Saturday, July 12, 2008

Academic freedom means never having to say you’re sorry, P.Z. Myers thinks

P.Z . Myers’ encouragement of theft and desecration of the Eucharist over at Pharyngula marks a new low point in the Death Valley that is internet atheism.

Myers not only encourages his readers to disrupt religious services, a crime in many U.S. jurisdictions, he endorses using deception with vicious intent to acquire a consecrated Host.

Every priest, deacon, and extraordinary minister of the Eucharist presumes in good faith that those who present themselves to receive Holy Communion are Catholics in a state of grace. Myers carelessly sows distrust among those who have done him no harm.

His dishonesty calls into question his dedication to truthful inquiry. Academic freedom ends where blatant mendacity begins.

His deception also renders untrustworthy any of his complaints about “death threats.” Even if he is receiving angry threats from seventeen-year-old zealots and albino Opus Dei monks, it is not a stretch to believe that some of his readers, having absorbed Myers' lesson that deception is noble in the service of their cause, are penning their own hoax missives in hopes of stoking the controversy.

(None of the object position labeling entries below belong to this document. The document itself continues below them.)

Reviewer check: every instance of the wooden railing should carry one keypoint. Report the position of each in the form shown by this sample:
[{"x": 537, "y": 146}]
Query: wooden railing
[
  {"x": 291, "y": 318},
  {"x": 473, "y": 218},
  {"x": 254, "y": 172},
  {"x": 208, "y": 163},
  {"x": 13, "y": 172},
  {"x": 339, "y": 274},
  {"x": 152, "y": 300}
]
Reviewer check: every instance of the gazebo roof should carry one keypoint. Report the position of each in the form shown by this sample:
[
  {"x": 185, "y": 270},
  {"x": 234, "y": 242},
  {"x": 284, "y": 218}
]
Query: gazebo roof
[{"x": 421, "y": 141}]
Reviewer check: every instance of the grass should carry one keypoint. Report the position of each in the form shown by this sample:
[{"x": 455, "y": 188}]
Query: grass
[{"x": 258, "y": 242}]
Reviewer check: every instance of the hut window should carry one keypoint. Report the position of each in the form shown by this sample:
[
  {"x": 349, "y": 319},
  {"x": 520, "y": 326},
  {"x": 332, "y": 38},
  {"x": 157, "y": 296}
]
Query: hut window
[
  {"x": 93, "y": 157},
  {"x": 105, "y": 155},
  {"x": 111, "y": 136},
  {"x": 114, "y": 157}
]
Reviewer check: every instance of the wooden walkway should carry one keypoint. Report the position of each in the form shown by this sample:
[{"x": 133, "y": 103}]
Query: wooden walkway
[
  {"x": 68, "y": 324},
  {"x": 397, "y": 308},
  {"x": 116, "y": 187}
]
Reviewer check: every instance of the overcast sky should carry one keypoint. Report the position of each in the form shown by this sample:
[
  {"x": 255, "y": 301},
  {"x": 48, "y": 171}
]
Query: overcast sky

It is doubtful Myers will post any Catholic’s intelligent, well-written reply. It is a cheap trick of bloggers and newspaper columnists to take outrageous and indefensible stands and then report only the most outrageous responses from their most illiterate critics. This makes the original writer appear to be the voice of reason in the eyes of his own naïve supporters.

This is a lucrative tactic if one is paid on the basis of internet traffic.

This is not, however, a method productive of worthwhile public debate.

Not that there is reason to believe Myers thinks his atheism needs to be presented for public debate. Otherwise he would not be endorsing such Propaganda of the Deed.

He has lost his sympathy for his religious opponents, which is why he is so vile to them. This is to be expected, since he sneers at the Man who said "Love your enemies..."

But let’s imagine an analogous situation that might prick what’s left of Myers’ conscience. Say there is a nationwide chain of public reading libraries which freely make available to the public cheap copies of Darwin’s Origin of the Species and Myers’ friend Richard Dawkins’ The God Delusion. The library’s only caveats are that the books must be treated with respect and may leave the library only rarely and not without the authorization of the librarian.

Along comes Enoch Emery of the Church of Christ without Christ, whose blog reaches thousands of readers each day. Emery incites his enthusiasts to enter the library and hide a free copy on their person. “After smuggling it out,” he has ordered them, “burn it on YouTube while shouting claims that Darwin and Dawkins are Nazis who have no place in good society! Or send them to me at my office, and I'll do it for you!”

(Come to think of it: will Myers be accepting stolen Hosts mailed to his university office address on the grounds of academic freedom?)

Surely Myers cannot claim outrage would be unjustified at such an incident. Surely he would not see limited restraining force from the library staff as a just means to keep the library open and functioning.

Because of Enoch Emery’s fanatics, the library has to clamp down. Even though the economic costs of what is lost are nominal, the intangible costs are great.

Rather than focus on their own reading, the staff must scrutinize new visitors. Anyone who resembles an Emeryite falls under suspicion of the staff. Every time a book is successfully burned, the staff become more and more hostile to outsiders. Library patrons inundate Emery with complaints.

Suppose further this Enoch Emery then claims that such hostility, which he and his allies have encouraged, is further justification for more book burnings.

Is this bit of imaginative sympathy beyond Professor Myers?
I am not calling for Myers to be fired. Unlike Francis Beckwith, however, I think his university colleagues and his superiors at the University of Minnesota Morris and need to rebuke him, with disciplinary action if necessary.

Myers’ support for public dishonesty is unprofessional and undermines the prerequisites for academic inquiry. His endorsement of disrupting religious services is an unjustified threat to civil peace. Myers needs to be reminded of the standards of society.

His readers sure won't do it for him.